Son iki gündür kamuoyunda ve siyaset kulislerinde ağırlıkla CHP Genel Sekreteri Önder Sav'ın söyledikleri konuşuluyor.
Deniz Baykal'ı nasıl tasfiye ettiğini, Kemal Kılıçdaroğlu'nu nasıl oyunun içine soktuğunu, Gürsel Tekin'i ektiğini, basını, nasıl atlattığını ballandıra ballandıra anlatıyor.
Zincirlerinden boşalmış bir ruh hali içinde... Dışarıdan bakanlar, CHP içinde gözyaşı dökenler, saf saf olayları izlerken, meğer "53 yıllık dost" başka bir oyun içinde...
Bu yaklaşım bana kaset skandalından sonra yazdığım bir yazıyı hatırlattı. O yazıda aynen şöyle demiştim;
"İstanbul Bizans, CHP ise İttihat Terakki'den geliyor.

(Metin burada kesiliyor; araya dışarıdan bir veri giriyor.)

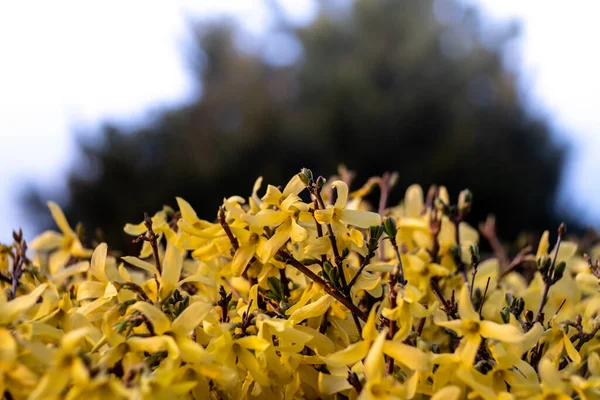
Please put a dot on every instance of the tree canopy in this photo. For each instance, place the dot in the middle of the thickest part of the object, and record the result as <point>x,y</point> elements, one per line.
<point>382,85</point>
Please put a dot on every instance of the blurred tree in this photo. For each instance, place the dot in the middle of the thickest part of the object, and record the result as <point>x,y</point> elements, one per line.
<point>380,85</point>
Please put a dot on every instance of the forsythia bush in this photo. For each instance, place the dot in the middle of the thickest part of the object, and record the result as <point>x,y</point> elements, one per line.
<point>300,293</point>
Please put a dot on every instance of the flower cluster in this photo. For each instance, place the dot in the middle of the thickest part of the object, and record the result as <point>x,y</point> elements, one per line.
<point>300,292</point>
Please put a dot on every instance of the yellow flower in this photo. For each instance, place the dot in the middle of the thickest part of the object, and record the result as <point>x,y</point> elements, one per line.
<point>339,216</point>
<point>63,245</point>
<point>472,328</point>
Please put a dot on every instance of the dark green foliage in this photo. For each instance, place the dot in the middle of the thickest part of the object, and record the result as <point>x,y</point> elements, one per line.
<point>374,90</point>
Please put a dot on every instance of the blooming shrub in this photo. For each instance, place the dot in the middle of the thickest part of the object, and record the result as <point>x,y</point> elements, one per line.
<point>300,293</point>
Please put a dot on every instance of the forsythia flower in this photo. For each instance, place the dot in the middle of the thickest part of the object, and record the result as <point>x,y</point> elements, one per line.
<point>294,295</point>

Ne onda oyun biter, ne ötekinde..."
Böyle olduğunu en güzel biçimde Önder Sav anlatıyor.
Bakın Sav, Baykal'ın istifaya giden süreciyle ilgili egedensonsöz.com'a şöyle diyor:
"İstifa ettiği gün, ben onun 53 yıllık dostuyum, arkadaşıyım, genel sekreteriyim. Belki benlen oturup o konuyu konuşsaydı, onu daha büyük, farklı boyutlarda tutabilirdik."
Eğer Baykal istifasını Sav'la paylaşsaymış, "Onu daha büyük" bir yere koyarmış.
Paylaşmadığı için Sav da başka biriyle, Kılıçdaroğlu ile paylaşıp onu "daha büyük" bir yere taşıdı.
Olabilir... Peki, bunu niye kamuoyuna anlatıyor? Eşlerinden bile sakladıkları özel şeyleri şimdi neden kamuoyuyla paylaşıyor?
Siyaset çevrelerinde Sav'ın bu yaklaşımı şöyle yorumlanıyor:
"Kılıçdaroğlu elimde... Ben iyi bir siyasetçiyim."
Bir yanıyla Kemal Kılıçdaroğlu'nu övüyor öteki yanıyla küçük düşüren "Benim kanatlarımın altında" diyen bir yaklaşım sergiliyor.
Ve daha önemlisi kamuoyuna "Ben aday değilim" diyen Kılıçdaroğlu'nun o günlerde nasıl bir "plan" içinde olduğunu açık açık deşifre ediyor.
İnanılmaz değil mi?
Bir siyasi çıkışın önünü önce "komplo kaseti" açacak, sonra da siyasi oyunlarla herkes aldatılacak...
Aldatılanlardan biri de Kılıçdaroğlu'nun "yol arkadaşı" Gürsel Tekin...
Bakın Sav, Tekin'le ilgili ne söylüyor:
"Gürsel Tekin ki Kemal Kılıçdaroğlu'nu elinde tuttuğunu, yönlendirdiğini düşünen bir siyasetçi, basın toplantısından beş dakika önce haberi oldu. Televizyonların alt yazısından gördü. 'Kılıçdaroğlu elimden kaçtı' diye düşündü belki de."
Daha önce de yazdık, "Kurtlarla Dans" kolay değil. Sav'ın konuşması bir başka gerçeği de gözler önüne seriyor; Baykal hıncını... Yıllarca ikinci planda sessiz kalan Sav, eline geçen ilk fırsatta Baykal'ı şoke etti.
Ancak şu soruyu da hak etti; 53 yıldır hiçbir siyasi çıkışını, öngörüsünü göremediğimiz Sav, nasıl oldu da birden bire ortaya çıkıp müthiş bir siyasi oyun kurdu?
Acaba bu oyunun içinde başka birileri mi var?